Bajo la vigencia del TRLSA la doctrina ya había destacado que las actuaciones de este tipo son bien conocidas en la práctica: los administradores, conscientes de que un acuerdo de la junta general presenta irregularidades de forma, por defectos de convocatoria, deciden convocar una nueva junta respetando la legalidad que no lo había sido en la anterior o rectificando en la nueva junta la decisión de fondo que se había tomado anteriormente.

E incluso en aplicación de la LSA 1951 el Tribunal Supremo, en su sentencia de 13 de octubre de 1983 , en el supuesto de un acuerdo confirmatorio, señaló que 'normalmente el acuerdo confirmatorio intenta remediar defectos formales del anterior, el confirmado o ratificado, con lo cual puede salvar el fondo de lo acordado si es ajustado a Derecho'.

Posteriormente la STS 914/2008, de 3 de octubre , establece que no ha de concebirse el segundo acuerdo como un acuerdo que simplemente pretende dotar de eficacia al anterior (viciado) sino que busca 'plasmar -ahora válidamente, cumplidas las exigencias...l la voluntad del máximo órgano social'.

Más rotundamente si cabe la STS 1196/2008, de 18 de diciembre , niega que se pueda obligar a la sociedad a mantener inmutable un acuerdo cuya validez hubiera sido cuestionada ante los tribunales hasta la firmeza de la sentencia cuando sea posible su sustitución o mediante la adopción de otro de contenido idéntico o que se impida dejarlo sin efecto.

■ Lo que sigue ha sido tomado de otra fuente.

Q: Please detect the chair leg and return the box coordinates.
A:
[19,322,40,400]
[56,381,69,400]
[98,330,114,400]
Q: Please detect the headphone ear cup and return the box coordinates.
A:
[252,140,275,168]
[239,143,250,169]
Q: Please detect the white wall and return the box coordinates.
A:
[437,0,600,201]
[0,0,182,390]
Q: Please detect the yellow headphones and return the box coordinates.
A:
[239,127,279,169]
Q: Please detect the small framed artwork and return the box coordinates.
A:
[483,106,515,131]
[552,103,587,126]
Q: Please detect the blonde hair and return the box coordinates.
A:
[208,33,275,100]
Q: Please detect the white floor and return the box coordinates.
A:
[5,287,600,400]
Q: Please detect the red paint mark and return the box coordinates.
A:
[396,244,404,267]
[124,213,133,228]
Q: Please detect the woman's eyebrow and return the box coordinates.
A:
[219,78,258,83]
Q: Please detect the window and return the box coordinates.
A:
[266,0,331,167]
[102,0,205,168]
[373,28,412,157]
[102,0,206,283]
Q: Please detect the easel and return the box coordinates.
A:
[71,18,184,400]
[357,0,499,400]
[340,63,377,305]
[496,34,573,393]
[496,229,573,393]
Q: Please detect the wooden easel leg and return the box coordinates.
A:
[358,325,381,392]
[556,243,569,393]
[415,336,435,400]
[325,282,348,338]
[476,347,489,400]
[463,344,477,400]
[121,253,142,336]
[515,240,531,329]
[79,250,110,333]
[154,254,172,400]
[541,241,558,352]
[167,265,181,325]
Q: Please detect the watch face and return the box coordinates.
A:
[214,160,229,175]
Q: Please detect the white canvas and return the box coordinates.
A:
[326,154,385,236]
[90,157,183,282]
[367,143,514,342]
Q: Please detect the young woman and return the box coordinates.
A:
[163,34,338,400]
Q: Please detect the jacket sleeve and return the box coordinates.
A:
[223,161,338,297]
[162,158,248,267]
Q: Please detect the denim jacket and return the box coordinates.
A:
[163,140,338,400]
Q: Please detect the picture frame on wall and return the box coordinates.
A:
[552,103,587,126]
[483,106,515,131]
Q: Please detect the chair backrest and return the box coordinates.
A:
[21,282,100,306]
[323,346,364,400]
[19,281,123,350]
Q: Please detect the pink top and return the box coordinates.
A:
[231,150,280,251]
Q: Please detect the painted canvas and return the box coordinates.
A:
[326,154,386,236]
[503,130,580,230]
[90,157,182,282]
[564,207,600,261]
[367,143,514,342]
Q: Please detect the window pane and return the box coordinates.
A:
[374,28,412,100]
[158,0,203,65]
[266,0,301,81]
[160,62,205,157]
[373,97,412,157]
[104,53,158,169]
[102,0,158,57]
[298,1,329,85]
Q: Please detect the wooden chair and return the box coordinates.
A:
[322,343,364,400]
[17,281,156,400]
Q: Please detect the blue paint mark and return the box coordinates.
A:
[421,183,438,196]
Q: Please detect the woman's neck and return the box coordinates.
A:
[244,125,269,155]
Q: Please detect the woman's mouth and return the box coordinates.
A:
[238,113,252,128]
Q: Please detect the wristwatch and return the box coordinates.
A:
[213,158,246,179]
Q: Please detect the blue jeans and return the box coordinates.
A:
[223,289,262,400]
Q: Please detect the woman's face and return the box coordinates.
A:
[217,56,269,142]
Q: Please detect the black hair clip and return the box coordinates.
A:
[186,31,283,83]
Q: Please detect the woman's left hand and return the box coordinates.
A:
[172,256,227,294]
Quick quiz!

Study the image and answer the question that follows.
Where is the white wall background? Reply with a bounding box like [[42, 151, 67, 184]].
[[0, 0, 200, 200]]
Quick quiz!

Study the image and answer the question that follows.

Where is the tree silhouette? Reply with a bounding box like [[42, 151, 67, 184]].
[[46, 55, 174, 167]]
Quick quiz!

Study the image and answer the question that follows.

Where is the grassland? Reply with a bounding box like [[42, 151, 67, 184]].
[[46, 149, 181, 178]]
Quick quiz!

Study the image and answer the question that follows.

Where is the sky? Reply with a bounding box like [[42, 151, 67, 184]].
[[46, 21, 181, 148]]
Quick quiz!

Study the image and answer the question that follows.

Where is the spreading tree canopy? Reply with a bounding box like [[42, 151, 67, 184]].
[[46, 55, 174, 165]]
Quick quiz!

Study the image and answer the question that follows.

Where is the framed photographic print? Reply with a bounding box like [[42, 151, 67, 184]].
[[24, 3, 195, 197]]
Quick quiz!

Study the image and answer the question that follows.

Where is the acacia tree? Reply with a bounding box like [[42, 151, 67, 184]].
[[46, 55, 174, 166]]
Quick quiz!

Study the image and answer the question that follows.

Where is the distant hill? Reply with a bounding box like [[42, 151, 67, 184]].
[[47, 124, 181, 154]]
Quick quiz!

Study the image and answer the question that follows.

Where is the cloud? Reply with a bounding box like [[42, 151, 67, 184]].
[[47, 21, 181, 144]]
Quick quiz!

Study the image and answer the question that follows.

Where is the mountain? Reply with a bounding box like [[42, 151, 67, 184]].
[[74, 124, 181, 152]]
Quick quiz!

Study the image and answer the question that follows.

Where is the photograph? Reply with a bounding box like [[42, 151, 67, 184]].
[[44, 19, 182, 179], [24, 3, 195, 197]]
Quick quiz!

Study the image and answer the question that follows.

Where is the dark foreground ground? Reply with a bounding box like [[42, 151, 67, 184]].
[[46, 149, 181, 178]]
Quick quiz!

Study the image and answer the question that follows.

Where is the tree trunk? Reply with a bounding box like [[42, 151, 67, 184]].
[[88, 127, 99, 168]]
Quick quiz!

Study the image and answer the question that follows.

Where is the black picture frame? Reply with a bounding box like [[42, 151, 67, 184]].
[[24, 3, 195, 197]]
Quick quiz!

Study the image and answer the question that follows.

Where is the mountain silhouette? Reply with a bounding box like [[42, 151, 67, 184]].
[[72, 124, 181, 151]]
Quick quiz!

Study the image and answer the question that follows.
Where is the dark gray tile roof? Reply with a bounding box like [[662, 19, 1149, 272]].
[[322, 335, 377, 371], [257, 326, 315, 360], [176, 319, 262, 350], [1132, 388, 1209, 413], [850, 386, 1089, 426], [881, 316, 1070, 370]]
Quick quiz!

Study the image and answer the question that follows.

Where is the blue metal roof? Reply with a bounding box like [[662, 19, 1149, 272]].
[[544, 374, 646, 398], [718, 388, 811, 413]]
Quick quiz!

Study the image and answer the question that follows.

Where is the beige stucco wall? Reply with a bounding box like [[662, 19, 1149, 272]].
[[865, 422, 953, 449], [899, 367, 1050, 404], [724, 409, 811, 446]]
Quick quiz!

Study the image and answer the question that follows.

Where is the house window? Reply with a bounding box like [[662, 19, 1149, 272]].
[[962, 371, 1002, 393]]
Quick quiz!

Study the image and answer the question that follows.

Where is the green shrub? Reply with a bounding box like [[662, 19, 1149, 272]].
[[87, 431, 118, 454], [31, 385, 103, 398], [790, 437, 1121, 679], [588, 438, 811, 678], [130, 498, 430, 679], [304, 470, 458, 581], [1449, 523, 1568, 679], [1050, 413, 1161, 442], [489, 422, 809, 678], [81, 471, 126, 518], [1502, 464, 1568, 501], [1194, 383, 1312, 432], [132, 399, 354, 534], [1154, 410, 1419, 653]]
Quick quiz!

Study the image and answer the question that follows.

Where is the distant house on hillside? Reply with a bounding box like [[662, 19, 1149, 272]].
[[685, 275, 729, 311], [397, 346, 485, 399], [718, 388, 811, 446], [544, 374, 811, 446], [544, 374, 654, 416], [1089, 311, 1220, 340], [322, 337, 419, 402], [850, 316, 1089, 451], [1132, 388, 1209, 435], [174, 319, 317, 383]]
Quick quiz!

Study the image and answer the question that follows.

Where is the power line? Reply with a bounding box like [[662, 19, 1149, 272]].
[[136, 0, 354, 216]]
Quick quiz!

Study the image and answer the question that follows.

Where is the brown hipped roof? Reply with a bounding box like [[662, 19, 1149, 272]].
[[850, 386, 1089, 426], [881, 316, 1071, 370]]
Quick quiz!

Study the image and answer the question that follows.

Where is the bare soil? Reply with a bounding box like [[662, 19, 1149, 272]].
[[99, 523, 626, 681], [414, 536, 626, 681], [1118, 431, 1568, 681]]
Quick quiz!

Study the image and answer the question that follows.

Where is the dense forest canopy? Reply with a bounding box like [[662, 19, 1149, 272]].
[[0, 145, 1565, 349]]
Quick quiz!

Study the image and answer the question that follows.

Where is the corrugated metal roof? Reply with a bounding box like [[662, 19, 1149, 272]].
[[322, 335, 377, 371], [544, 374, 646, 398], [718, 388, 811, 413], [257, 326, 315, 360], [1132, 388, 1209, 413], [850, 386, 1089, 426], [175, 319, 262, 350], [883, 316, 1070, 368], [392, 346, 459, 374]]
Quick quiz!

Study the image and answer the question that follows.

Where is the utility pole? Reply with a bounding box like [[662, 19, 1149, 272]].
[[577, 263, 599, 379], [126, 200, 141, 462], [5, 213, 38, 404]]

Y por ello en el mismo sentido la STS 760/2011, de 4 de noviembre concluye que es válida la adopción ex novo de un acuerdo con idéntico contenido que el anulado.

En definitiva, la finalidad de estos acuerdos de revocación o sustitución de otros anteriores es perfectamente lícita y no representa obstáculo alguno al pronunciamiento a que hubiera lugar en el previo procedimiento de impugnación (e incluso pueden adoptarse ya declarada la nulidad de los acuerdos anteriores), al margen de que en el ámbito societario las consecuencias de la nulidad de acuerdos debe matizarse - al igual que también se establece un régimen específico de ineficacia -, pues como señaló la RDGRN de 30 de mayo de 2013, el problema se encuentra en un extendido y a veces mal formulado así como equivocado entendimiento de la supuesta eficacia radical y retroactiva o ex tunc de la declaración judicial de nulidad de los acuerdos sociales impugnados. En otras resoluciones hemos matizado precisamente esas consecuencias puesto que se trata de una nulidad ajena a las reglas tradicionales del Derecho de obligaciones.

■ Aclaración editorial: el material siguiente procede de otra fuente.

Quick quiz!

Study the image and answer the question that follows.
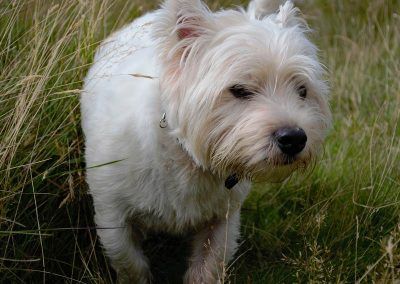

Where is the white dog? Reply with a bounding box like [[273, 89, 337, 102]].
[[82, 0, 330, 283]]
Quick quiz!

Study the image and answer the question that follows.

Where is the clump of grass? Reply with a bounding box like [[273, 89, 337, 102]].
[[0, 0, 400, 283]]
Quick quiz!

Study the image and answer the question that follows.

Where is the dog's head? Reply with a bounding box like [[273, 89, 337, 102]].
[[155, 0, 330, 179]]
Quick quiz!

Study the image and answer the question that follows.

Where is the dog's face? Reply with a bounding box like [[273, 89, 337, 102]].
[[157, 0, 330, 180]]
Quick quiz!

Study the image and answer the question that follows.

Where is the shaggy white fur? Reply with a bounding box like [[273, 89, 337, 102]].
[[81, 0, 330, 283]]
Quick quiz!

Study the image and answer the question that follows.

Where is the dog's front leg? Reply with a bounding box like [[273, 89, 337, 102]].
[[184, 210, 240, 284]]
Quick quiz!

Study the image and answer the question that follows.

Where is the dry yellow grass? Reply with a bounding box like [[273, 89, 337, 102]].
[[0, 0, 400, 283]]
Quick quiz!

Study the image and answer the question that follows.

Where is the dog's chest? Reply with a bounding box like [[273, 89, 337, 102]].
[[142, 164, 250, 233]]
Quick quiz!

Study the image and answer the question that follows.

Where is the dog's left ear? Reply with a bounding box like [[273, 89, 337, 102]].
[[275, 1, 307, 28]]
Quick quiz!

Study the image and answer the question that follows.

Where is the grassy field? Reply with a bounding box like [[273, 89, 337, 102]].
[[0, 0, 400, 283]]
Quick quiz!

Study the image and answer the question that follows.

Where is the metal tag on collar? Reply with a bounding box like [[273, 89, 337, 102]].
[[225, 174, 239, 189], [159, 112, 168, 128]]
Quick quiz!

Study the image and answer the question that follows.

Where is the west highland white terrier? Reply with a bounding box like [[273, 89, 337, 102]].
[[81, 0, 330, 283]]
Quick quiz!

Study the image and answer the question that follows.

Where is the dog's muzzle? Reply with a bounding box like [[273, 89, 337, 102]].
[[274, 127, 307, 157]]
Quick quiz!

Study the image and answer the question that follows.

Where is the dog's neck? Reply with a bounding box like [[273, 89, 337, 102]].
[[159, 112, 239, 189]]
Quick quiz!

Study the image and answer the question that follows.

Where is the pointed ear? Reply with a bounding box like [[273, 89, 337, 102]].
[[276, 1, 307, 28]]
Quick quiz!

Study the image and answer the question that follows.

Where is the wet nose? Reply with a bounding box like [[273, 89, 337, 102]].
[[274, 127, 307, 156]]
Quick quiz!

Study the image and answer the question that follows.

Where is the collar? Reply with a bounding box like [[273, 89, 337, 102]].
[[159, 112, 239, 190]]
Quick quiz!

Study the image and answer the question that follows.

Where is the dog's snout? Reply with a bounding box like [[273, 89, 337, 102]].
[[274, 127, 307, 156]]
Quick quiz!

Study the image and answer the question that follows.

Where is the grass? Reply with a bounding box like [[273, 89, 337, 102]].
[[0, 0, 400, 283]]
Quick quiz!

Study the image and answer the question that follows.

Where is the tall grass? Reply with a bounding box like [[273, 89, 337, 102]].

Visto lo expuesto, el recurso debe ser desestimado.

CUARTO. Finalmente, tendiendo a la doctrina jurisprudencial expuesta, no podemos admitir que concurran serias dudas de derecho como excepción a la aplicación del criterio del vencimiento. Las costas de esta alzada deben ser impuestas a la parte recurrente en aplicación de lo dispuesto en el artículo 398 LEC .

Fallo

DESESTIMAMOS el recurso de apelación interpuesto por D. Edemiro contra la Sentencia dictada por el Juzgado de lo Mercantil núm. Ocho de Madrid en el proceso del que dimanan las actuaciones, y cuya parte dispositiva se transcribe en los antecedentes y, en consecuencia, confirmamos dicha resolución, con imposición a la parte recurrente de las costas causadas.

Se decreta la pérdida del depósito constituido por la apelante de conformidad con lo establecido en la Disposición Adicional Decimoquinta LOPJ .

Remítanse los autos originales al Juzgado de lo Mercantil, a los efectos pertinentes.

La presente resolución no es firme y podrá interponerse contra ella ante este tribunal recurso de casación de concurrir interés casacional y también, conjuntamente, el recurso extraordinario por infracción procesal, en el plazo de veinte días a contar desde el día siguiente al de su notificación, previa constitución, en su caso, del depósito para recurrir previsto en la Disposición Adicional Decimoquinta LOPJ . De dichos recursos conocerá la Sala de lo Civil del Tribunal Supremo ( Disposición Final 16ª de la Ley de Enjuiciamiento Civil ).

Así, por ésta nuestra sentencia, de la que se llevará certificación al rollo, lo pronunciamos, mandamos y firmamos.